Кныш вышел из строя.

— Над чем смеялись?

— Виноват, товарищ майор! Я вспомнил, что наш сержант дал команду «газы», когда вот там, за позицией, упала бомба. А теперь я увидел, что она разнесла, простите… уборную.

Зенитчики повернули головы туда, где стояла батарейная уборная, и молчаливый строй взорвался хохотом. Майор тоже засмеялся. Даже слезы заблестели у него на глазах. И он сквозь смех сказал:

— Газы? Ах, чертовы дети! Но и газы могут быть!
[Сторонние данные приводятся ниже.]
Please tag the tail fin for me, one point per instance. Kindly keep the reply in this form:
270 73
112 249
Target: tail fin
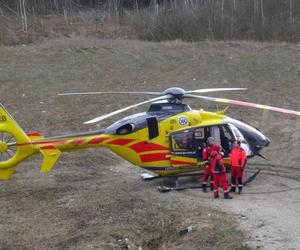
11 136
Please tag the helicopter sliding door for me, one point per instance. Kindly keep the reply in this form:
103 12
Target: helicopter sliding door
183 150
222 135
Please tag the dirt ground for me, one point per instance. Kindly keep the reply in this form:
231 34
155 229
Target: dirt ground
95 200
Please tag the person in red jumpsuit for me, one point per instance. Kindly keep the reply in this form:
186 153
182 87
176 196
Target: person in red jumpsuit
207 171
219 172
238 159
Только лейтенант Купанов брезгливо сморщился. И еще один человек не смеялся — я. Я не понимал, как можно смеяться над такой глупостью, когда тебе в лицо смотрит смерть?

Когда чистили орудия, у меня неожиданно появилась мысль вести дневник. Когда-то до армии, в техникуме, я аккуратно записывал все события своей студенческой жизни. Тут, на батарее, бросил — заменил письмами к Саше, которые писал каждую свободную минуту (хотя таких минут было немного), и даже просил у командира разрешить это делать во время мертвого часа — после обеда, когда вся батарея отдыхала. А теперь… будут ли теперь доходить мои письма в родную даль? Да и не все можно написать — сейчас война. А мне хочется, чтобы Саша, моя Саша, и моя дочка когда-нибудь узнали, как я встретил войну, какими мыслями жил в эти дни… Если погибну, то, конечно, найдется добрая душа и перешлет дневник Саше.

И вот я пишу… Может, слишком подробно описал первый неудачный бой с немецкими самолетами, бой, о котором хочется забыть, не вспоминать, но, вероятно, никогда, до самой смерти, не забудешь.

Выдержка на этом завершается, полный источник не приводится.